Physical Therapy Use, Costs, and Value for Latent Classes of Good vs Poor Outcome in Patients Who Catastrophize About Their Pain Prior to Knee Arthroplasty
- PMID: 33689694
- PMCID: PMC8263505
- DOI: 10.1016/j.apmr.2021.02.004
Physical Therapy Use, Costs, and Value for Latent Classes of Good vs Poor Outcome in Patients Who Catastrophize About Their Pain Prior to Knee Arthroplasty
Abstract
Objective: To examine use, costs, and value of physical therapy (PT) among subgroups.
Design: We conducted an observational study of data from a randomized trial of a pain coping skills intervention. Good and poor outcome subgroups were determined based on Western Ontario and McMasters Universities Osteoarthritis Index (WOMAC) Pain and Physical Function scores. The use and costs of PT care as well as changes in WOMAC Pain and Physical Function scores over 4 time periods during a 1-year follow-up were reported. We compared the number of PT visits, total PT costs, and cost per 1-unit improvement in WOMAC scores for the 2 latent subgroups.
Setting: Five academic medical centers.
Participants: Patients who catastrophized about their pain prior to knee arthroplasty (N=384).
Interventions: Pain coping skills training, arthritis education, and usual care.
Main outcome measures: The WOMAC Pain Scale was the primary outcome.
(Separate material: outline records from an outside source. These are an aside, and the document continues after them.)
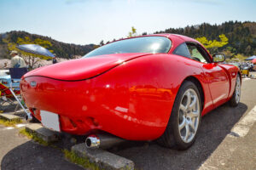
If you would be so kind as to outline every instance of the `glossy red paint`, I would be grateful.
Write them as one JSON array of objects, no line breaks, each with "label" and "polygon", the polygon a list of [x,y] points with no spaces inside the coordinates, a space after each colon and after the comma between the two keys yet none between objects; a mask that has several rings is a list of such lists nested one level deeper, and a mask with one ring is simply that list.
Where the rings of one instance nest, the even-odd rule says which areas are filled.
[{"label": "glossy red paint", "polygon": [[[27,73],[20,82],[26,104],[38,120],[42,110],[58,114],[64,132],[100,130],[125,139],[151,140],[164,133],[185,79],[196,79],[202,88],[202,116],[228,101],[239,72],[236,66],[172,54],[184,42],[199,43],[192,38],[153,36],[172,40],[168,54],[109,54]],[[32,81],[36,87],[30,86]]]}]

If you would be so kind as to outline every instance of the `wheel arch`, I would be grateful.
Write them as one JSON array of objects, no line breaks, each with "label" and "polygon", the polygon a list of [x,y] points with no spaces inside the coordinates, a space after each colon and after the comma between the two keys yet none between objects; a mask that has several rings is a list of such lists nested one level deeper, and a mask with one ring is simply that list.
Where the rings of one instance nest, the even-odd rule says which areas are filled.
[{"label": "wheel arch", "polygon": [[202,110],[203,108],[204,108],[204,105],[205,105],[205,93],[204,93],[204,90],[203,90],[203,88],[202,88],[202,85],[201,85],[201,82],[195,76],[187,76],[183,80],[182,84],[185,81],[189,81],[189,82],[194,82],[195,84],[195,86],[198,88],[199,93],[201,94],[200,97],[201,97],[201,110]]}]

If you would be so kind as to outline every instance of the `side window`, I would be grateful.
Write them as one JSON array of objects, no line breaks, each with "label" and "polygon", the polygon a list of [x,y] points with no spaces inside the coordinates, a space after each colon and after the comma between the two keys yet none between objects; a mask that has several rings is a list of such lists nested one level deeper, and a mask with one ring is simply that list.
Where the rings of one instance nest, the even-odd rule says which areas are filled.
[{"label": "side window", "polygon": [[195,44],[188,43],[187,46],[191,54],[191,59],[202,63],[207,63],[207,60],[204,58],[204,56],[199,51],[199,48]]},{"label": "side window", "polygon": [[182,56],[187,57],[187,58],[191,58],[189,50],[186,43],[182,43],[181,45],[179,45],[177,48],[176,48],[176,49],[174,50],[174,52],[172,54],[177,54],[177,55],[182,55]]}]

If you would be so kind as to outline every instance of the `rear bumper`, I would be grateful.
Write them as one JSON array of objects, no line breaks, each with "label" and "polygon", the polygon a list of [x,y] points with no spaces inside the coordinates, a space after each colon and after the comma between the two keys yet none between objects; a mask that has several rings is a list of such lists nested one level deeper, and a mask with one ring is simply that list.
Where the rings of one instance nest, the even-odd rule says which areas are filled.
[{"label": "rear bumper", "polygon": [[84,135],[104,131],[130,140],[159,138],[173,99],[157,95],[159,91],[133,97],[131,85],[108,75],[76,82],[28,76],[21,80],[20,92],[39,121],[40,110],[58,114],[63,132]]},{"label": "rear bumper", "polygon": [[[36,82],[31,87],[31,82]],[[65,82],[47,77],[31,76],[22,79],[21,94],[32,114],[41,121],[40,110],[59,115],[61,130],[84,134],[101,127],[90,113],[95,96],[90,81]]]}]

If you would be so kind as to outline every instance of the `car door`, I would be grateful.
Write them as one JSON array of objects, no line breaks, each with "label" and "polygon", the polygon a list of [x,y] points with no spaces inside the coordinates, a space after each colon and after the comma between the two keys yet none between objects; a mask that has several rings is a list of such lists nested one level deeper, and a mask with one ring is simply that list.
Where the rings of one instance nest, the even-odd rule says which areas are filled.
[{"label": "car door", "polygon": [[230,91],[229,77],[218,63],[212,62],[208,53],[198,43],[187,42],[191,59],[202,63],[206,80],[208,82],[215,107],[226,102]]}]

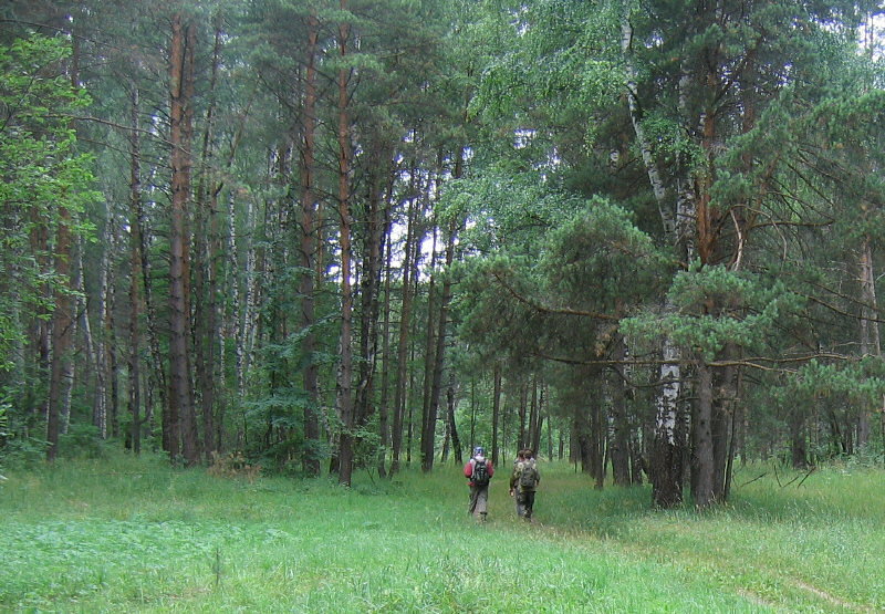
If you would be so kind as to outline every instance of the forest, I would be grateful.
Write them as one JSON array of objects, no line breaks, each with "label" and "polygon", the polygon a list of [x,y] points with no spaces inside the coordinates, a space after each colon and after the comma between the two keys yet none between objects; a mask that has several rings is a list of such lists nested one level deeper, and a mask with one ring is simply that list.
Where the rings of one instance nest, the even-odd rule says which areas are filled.
[{"label": "forest", "polygon": [[3,0],[0,468],[882,465],[883,12]]}]

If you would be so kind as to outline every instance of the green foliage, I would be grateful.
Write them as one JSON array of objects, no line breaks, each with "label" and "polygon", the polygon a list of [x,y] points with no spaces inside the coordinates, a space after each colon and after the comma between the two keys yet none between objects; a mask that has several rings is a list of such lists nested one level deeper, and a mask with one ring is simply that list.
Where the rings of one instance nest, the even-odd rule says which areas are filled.
[{"label": "green foliage", "polygon": [[[460,468],[355,487],[112,457],[0,485],[0,608],[126,612],[844,612],[885,586],[881,470],[748,465],[732,504],[648,509],[544,462],[535,522],[491,485],[467,517]],[[527,550],[531,556],[527,559]],[[481,561],[483,573],[473,563]],[[533,580],[514,591],[513,570]]]},{"label": "green foliage", "polygon": [[65,284],[48,266],[51,242],[33,238],[52,237],[63,209],[76,214],[96,198],[91,158],[77,154],[71,126],[90,101],[60,69],[70,52],[62,39],[39,35],[0,46],[0,371],[13,366],[21,319],[46,313],[45,287]]},{"label": "green foliage", "polygon": [[806,298],[780,280],[723,266],[678,273],[668,295],[674,312],[632,316],[622,323],[624,333],[637,346],[669,335],[708,362],[728,344],[766,354],[772,339],[794,324],[806,306]]}]

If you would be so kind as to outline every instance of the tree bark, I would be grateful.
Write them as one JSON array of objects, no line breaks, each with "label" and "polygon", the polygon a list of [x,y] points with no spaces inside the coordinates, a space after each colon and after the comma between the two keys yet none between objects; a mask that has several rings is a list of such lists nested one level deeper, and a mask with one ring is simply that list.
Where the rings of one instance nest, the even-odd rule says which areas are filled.
[{"label": "tree bark", "polygon": [[[347,1],[341,0],[340,9],[347,11]],[[339,52],[347,55],[351,27],[339,24]],[[351,486],[354,466],[354,408],[353,379],[353,290],[351,287],[351,129],[348,116],[347,82],[350,72],[340,69],[337,74],[337,141],[339,141],[339,239],[341,248],[341,335],[339,337],[337,414],[341,420],[339,439],[339,482]]]},{"label": "tree bark", "polygon": [[[184,23],[181,13],[173,15],[170,50],[170,143],[171,143],[171,226],[169,229],[169,455],[180,454],[188,465],[197,462],[196,419],[190,383],[188,337],[187,216],[190,201],[194,27]],[[179,440],[181,448],[179,450]]]},{"label": "tree bark", "polygon": [[315,11],[308,18],[308,61],[304,73],[303,133],[301,147],[301,326],[304,335],[302,381],[308,402],[304,406],[304,454],[302,469],[306,476],[320,475],[320,386],[316,364],[316,196],[314,194],[316,147],[316,48],[319,20]]},{"label": "tree bark", "polygon": [[140,324],[142,312],[138,278],[142,271],[142,148],[138,136],[139,92],[132,84],[132,126],[129,134],[129,353],[128,403],[132,451],[142,452]]}]

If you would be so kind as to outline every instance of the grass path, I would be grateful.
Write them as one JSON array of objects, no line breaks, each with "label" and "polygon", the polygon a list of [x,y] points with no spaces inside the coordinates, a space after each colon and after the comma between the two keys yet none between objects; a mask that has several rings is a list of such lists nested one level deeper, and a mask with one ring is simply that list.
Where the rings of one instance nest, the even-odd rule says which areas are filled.
[{"label": "grass path", "polygon": [[7,475],[0,612],[885,611],[881,471],[695,513],[548,466],[535,523],[500,480],[482,525],[455,467],[350,490],[157,459]]}]

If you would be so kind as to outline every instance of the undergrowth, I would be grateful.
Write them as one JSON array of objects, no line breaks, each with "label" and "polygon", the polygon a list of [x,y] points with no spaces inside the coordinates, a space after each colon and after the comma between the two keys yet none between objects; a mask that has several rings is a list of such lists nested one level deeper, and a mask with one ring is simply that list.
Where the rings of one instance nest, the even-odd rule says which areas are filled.
[{"label": "undergrowth", "polygon": [[499,478],[476,523],[454,466],[360,473],[350,489],[149,456],[15,470],[0,485],[0,611],[885,608],[878,470],[784,486],[747,468],[729,503],[697,512],[541,468],[531,524]]}]

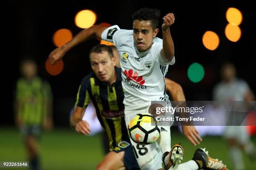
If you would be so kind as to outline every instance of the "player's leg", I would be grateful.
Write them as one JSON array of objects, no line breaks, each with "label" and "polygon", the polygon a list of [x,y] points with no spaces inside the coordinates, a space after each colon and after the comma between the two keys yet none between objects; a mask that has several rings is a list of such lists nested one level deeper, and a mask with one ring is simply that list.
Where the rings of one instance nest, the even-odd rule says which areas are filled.
[{"label": "player's leg", "polygon": [[[195,164],[192,161],[194,161],[197,165],[197,168],[196,169],[207,169],[207,170],[227,170],[227,168],[222,161],[219,161],[217,159],[213,159],[210,157],[208,151],[205,150],[205,148],[199,148],[196,150],[194,154],[192,160],[181,164],[179,166],[179,170],[192,170],[191,168],[192,166],[194,167]],[[183,165],[189,165],[187,167],[190,167],[190,169],[182,168]],[[194,165],[192,165],[192,163]],[[186,165],[187,164],[187,165]]]},{"label": "player's leg", "polygon": [[119,152],[110,152],[97,165],[96,169],[97,170],[125,170],[123,162],[124,153],[124,151]]},{"label": "player's leg", "polygon": [[41,134],[41,128],[38,125],[23,125],[21,130],[32,169],[40,169],[38,140]]},{"label": "player's leg", "polygon": [[236,133],[238,142],[242,149],[252,159],[256,159],[255,147],[250,138],[247,131],[247,127],[240,126],[238,127],[239,132]]},{"label": "player's leg", "polygon": [[224,137],[228,141],[230,148],[230,158],[235,170],[244,169],[245,168],[243,153],[239,146],[237,135],[237,133],[240,134],[238,126],[226,126],[224,134]]},{"label": "player's leg", "polygon": [[26,138],[26,145],[33,169],[39,169],[39,148],[37,139],[33,136],[29,135]]}]

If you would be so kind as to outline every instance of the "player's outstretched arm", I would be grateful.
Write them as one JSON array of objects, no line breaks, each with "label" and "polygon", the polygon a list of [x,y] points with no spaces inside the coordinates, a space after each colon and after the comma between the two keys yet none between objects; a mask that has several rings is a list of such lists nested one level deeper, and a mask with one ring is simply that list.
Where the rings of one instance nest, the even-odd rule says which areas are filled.
[{"label": "player's outstretched arm", "polygon": [[170,26],[173,24],[175,18],[172,13],[169,13],[163,18],[163,49],[161,54],[164,61],[169,62],[172,60],[174,54],[174,43],[170,32]]},{"label": "player's outstretched arm", "polygon": [[90,125],[85,120],[83,120],[82,118],[86,108],[76,106],[74,112],[70,118],[70,126],[76,131],[82,134],[88,135],[91,132]]},{"label": "player's outstretched arm", "polygon": [[50,62],[52,65],[61,60],[66,53],[76,45],[92,38],[101,39],[101,34],[106,27],[95,25],[84,30],[74,37],[72,40],[54,50],[49,55]]}]

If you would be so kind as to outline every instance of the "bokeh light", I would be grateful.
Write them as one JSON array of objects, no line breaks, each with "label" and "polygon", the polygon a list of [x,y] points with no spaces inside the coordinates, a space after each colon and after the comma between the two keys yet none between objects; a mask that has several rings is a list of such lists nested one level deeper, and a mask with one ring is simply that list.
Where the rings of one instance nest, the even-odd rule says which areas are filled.
[{"label": "bokeh light", "polygon": [[225,35],[227,38],[233,42],[236,42],[241,37],[241,30],[238,26],[228,24],[225,29]]},{"label": "bokeh light", "polygon": [[234,8],[230,8],[227,10],[226,18],[230,24],[238,26],[242,22],[243,15],[239,10]]},{"label": "bokeh light", "polygon": [[78,12],[75,17],[76,25],[81,28],[87,28],[92,26],[97,19],[96,14],[91,10],[83,10]]},{"label": "bokeh light", "polygon": [[54,45],[59,47],[72,39],[72,38],[73,35],[70,30],[67,29],[61,29],[54,32],[52,40]]},{"label": "bokeh light", "polygon": [[216,33],[208,31],[206,31],[203,36],[202,42],[205,48],[213,50],[219,46],[220,39]]},{"label": "bokeh light", "polygon": [[115,45],[113,43],[109,42],[108,41],[104,41],[101,40],[100,40],[100,44],[105,44],[107,45]]},{"label": "bokeh light", "polygon": [[56,75],[60,73],[63,70],[64,63],[62,60],[57,62],[56,65],[52,65],[50,63],[50,59],[48,58],[45,62],[45,68],[51,75]]},{"label": "bokeh light", "polygon": [[192,82],[198,82],[205,76],[205,69],[200,64],[194,62],[189,67],[187,76]]}]

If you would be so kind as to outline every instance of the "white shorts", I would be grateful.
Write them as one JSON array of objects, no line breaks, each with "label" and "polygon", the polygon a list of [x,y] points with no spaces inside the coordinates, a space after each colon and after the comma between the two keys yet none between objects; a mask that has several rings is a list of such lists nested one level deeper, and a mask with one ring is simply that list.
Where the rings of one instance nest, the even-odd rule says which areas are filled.
[{"label": "white shorts", "polygon": [[[128,125],[131,120],[137,114],[148,113],[149,107],[136,111],[125,110],[126,125]],[[157,142],[142,145],[138,144],[131,138],[130,140],[137,162],[141,169],[156,170],[162,168],[163,154]]]}]

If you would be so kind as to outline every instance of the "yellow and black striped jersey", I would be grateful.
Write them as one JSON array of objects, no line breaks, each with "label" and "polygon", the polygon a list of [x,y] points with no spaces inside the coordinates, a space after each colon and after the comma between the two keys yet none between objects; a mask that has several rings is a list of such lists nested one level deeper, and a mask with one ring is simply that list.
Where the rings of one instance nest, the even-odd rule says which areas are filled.
[{"label": "yellow and black striped jersey", "polygon": [[110,150],[120,142],[129,140],[123,103],[121,68],[115,67],[117,80],[111,85],[101,82],[92,72],[83,80],[77,93],[76,105],[87,107],[92,100],[101,126],[107,132]]}]

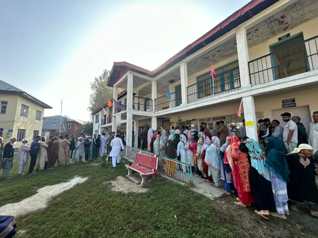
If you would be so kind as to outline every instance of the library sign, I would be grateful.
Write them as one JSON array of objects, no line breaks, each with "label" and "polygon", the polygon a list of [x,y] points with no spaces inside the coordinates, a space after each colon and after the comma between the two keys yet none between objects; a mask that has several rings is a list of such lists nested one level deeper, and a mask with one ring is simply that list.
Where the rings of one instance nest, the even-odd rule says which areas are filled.
[{"label": "library sign", "polygon": [[290,98],[281,100],[281,108],[287,108],[296,106],[296,102],[294,98]]}]

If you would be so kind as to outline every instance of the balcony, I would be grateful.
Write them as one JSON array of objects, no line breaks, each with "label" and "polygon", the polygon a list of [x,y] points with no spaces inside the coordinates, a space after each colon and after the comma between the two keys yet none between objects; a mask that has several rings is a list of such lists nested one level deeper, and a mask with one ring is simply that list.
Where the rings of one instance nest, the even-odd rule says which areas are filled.
[{"label": "balcony", "polygon": [[318,36],[305,40],[302,35],[290,37],[271,46],[272,53],[248,62],[252,86],[318,69]]},{"label": "balcony", "polygon": [[133,97],[133,109],[145,112],[152,111],[152,99],[137,96]]},{"label": "balcony", "polygon": [[[176,95],[179,96],[176,97]],[[181,94],[176,94],[176,92],[170,94],[171,99],[165,96],[162,96],[155,100],[156,111],[165,110],[180,106],[182,102]]]},{"label": "balcony", "polygon": [[237,91],[241,87],[238,67],[217,75],[214,79],[209,77],[187,87],[188,103]]}]

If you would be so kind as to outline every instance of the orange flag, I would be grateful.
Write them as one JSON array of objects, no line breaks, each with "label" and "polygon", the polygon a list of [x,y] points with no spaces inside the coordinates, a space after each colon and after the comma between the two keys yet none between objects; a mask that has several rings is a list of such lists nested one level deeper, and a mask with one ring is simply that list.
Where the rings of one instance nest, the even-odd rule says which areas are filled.
[{"label": "orange flag", "polygon": [[108,99],[108,103],[107,103],[107,105],[108,107],[111,107],[113,106],[113,103],[109,98]]}]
Results: The value of PT was lower and the cost of PT was higher for poor vs good outcome subgroups beginning 2 months after knee arthroplasty. For example, during the 2- to 6-month period, participants in the poor outcome subgroup incurred a PT cost of $5181.22 per 1-unit improvement in WOMAC Pain compared with $437.87 per 1-unit improvement in WOMAC Pain for the good outcome subgroup (P<.001). From the 6- to 12-month period, WOMAC scores worsened for the poor outcome subgroup, indicating no benefit from PT.
Conclusions: Patients in 2 latent classes demonstrated clinically important differences in value of PT. Future research should identify rehabilitation-based interventions that reduce utilization and enhance effectiveness for patients at high risk for poor outcome.
Keywords: Arthroplasty; Catastrophization; Knee; Pain; Rehabilitation.